Notes on Muscle Fibers and Training Physiology
Overview of Muscle Fibers
- Muscle fibers are categorized into two main types based on their characteristics and function:
- Red Muscle Fibers: Known as Type I fibers/Aerobic fibers
- Rich in myoglobin and hemoglobin, which gives them a darker color
- More vascularized with a rich blood supply
- Specialized for endurance activities
- These fibers split ATP slowly and resist fatigue
- White Muscle Fibers: Known as Type II fibers/Anaerobic fibers
- Less vascularized
- Specialized for short bursts of power and speed
- These fibers split ATP quickly and fatigue easily
Physiological Differences in Muscle Fiber Types
- Red (Type I) vs. White (Type II):
- Red muscle fibers contain more iron and myoglobin for oxygen storage, allowing for aerobic respiration.
- White muscle fibers are adapted for anaerobic conditions, leading to the production of lactic acid during exertion.
- The color difference primarily stems from blood supply and oxygen content.
Activation of Muscle Fibers
- Type I fibers are recruited first for aerobic activities, while Type II fibers are utilized during anaerobic activities.
- Lactic acid is produced when the body switches to anaerobic metabolism, particularly in high-intensity activities.
Considerations in Exercise
- Athletes predominantly utilize aerobic respiration (Type I fibers) for long-distance activities and switch to anaerobic (Type II fibers) for short sprints or heavy weightlifting.
- Energy System Overview:
- Glycolysis leads to the production of pyruvate, which can either undergo aerobic metabolism (making acetyl CoA) or anaerobic metabolism (forming lactate).

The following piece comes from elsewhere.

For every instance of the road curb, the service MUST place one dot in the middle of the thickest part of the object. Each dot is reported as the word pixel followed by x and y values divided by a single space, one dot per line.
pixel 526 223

Heart Rate and Exercise Intensity
- Maximum Heart Rate (MHR): Depending on age, crucial for determining training zones. Calculated as
220 - age (for males)
or 225 - age (for females)
. - Exercise in heart rate zones:
- 60-70% MHR: Primarily aerobic; can sustain for longer periods.
- Above 70% MHR: Approaches anaerobic threshold where lactic acid accumulation begins.
Heart Rate Reserve Approach
- Training intensity is regulated not just by MHR but by Heart Rate Reserve (HRR):
- Calculated as
MHR - Resting Heart Rate
- Training Heart Rate =
HRR * %Intended Intensity + Resting Heart Rate
- This formula accommodates individual cardiovascular fitness levels, providing a more personalized training zone.
Practical Application in Training
- To enhance performance:
- Spend time training within the Lactate Threshold Zone (80-85% MHR) to improve speed and power.
- Regular aerobic workouts improve overall fitness, endurance, and health.
Additional Considerations
- The decline in maximum heart rate with age varies among individuals based on their level of fitness and activity.
- Ongoing assessments and induced maximum heart rate testing are suggested for personalized training outcomes.
- Keep in mind the significance of aerobic vs. anaerobic activity for efficient training and performance strategies.